Dengan nada tegas dan dingin, Aksa berujar, "Ini, calon istriku. Dari pada terjadi kesalahpahaman, mending kamu pergi dari sini dan tidak mengganggu hubungan orang lain."
Dewi memandang Aksa marah, kedua tangannya bersedekap. Matanya memicing memandang Aksa dengan curiga, "Aku nggak percaya. Dilihat pakai sedotan pun, kalian nggak kayak pasangan."
Aksa, memang berdiri dengan sikap kaku di samping Renisha. Bahkan tangannya tak berani menyentuh kulit Renisha dan hanya menyentuh ujung pakaiannya. Sementara itu, Renisha cuma berdiri canggung dan sibuk dengan pikirannya sendiri. Mereka seperti dua orang asing yang dipaksa berjalan berdampingan.
Astaga, sekarang, Aksa harus bagaimana? Apa ini yang dirasakan Renisha, ketika ingin mengusir mantan pacarnya dengan bantuan Aksa? Kenapa cewek ini malah diam saja?
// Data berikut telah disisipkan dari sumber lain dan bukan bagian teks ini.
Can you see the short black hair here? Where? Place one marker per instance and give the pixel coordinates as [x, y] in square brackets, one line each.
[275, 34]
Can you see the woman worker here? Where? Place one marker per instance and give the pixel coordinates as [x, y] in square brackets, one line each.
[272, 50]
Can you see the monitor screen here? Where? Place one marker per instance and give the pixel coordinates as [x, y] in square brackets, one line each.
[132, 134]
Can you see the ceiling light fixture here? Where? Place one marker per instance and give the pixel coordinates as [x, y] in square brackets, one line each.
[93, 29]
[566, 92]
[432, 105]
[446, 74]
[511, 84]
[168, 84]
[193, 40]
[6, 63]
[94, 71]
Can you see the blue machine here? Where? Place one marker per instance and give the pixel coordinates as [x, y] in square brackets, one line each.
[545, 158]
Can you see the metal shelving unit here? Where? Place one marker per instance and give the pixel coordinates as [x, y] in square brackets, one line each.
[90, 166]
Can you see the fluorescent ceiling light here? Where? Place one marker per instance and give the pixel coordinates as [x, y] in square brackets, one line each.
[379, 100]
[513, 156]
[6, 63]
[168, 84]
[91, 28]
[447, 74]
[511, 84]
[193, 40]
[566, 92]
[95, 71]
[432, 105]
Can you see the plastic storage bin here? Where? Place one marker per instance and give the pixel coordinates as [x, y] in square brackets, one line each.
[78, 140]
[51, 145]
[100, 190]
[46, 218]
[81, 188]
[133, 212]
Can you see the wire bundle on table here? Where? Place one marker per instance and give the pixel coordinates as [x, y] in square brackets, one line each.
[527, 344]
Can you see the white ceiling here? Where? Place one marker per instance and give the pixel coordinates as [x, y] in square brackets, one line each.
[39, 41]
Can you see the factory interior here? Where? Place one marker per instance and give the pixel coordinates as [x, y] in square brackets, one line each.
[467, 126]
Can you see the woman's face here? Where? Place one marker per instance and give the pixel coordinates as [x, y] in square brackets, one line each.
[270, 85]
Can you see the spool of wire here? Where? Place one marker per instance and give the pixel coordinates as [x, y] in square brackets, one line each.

Renisha yang akhirnya sadar dengan situasi kemudian melangkah mendekati Dewi dengan sikap tegas dan menantang. Ia menaruh paperbag di atas meja Aksa dan melihat penampilan Dewi dari ujung kaki ke ujung kepala dengan sikap menilai. Bibirnya menipis sinis, "Kalau kamu sudah nggak ada keperluan, silahkan pergi dari sini," kata Renisha, dalam dan tajam, "Aku, mau makan siang dulu sama calon suamiku. Kamu... nggak berniat mengganggu kami kan?"
Melihat Dewi yang hanya diam saja dengan muka memerah marah, Renisha kemudian berjalan ke arah Aksa, menarik dasi Aksa hingga cowok itu terkejut dan menundukkan kepala. Lalu, sebelum keberaniannya menghilang, Renisha memajukkan kepalanya untuk mengecup bibir seksi Aksa yang berwarna pink menggoda, tebal di bagian bawah dan terbelah seperti apel merah segar.
Mungkin karena terkejut, Aksa hanya bisa mematung hingga Dewi meninggalkan ruangan sambil menghentak-hentakkan kaki.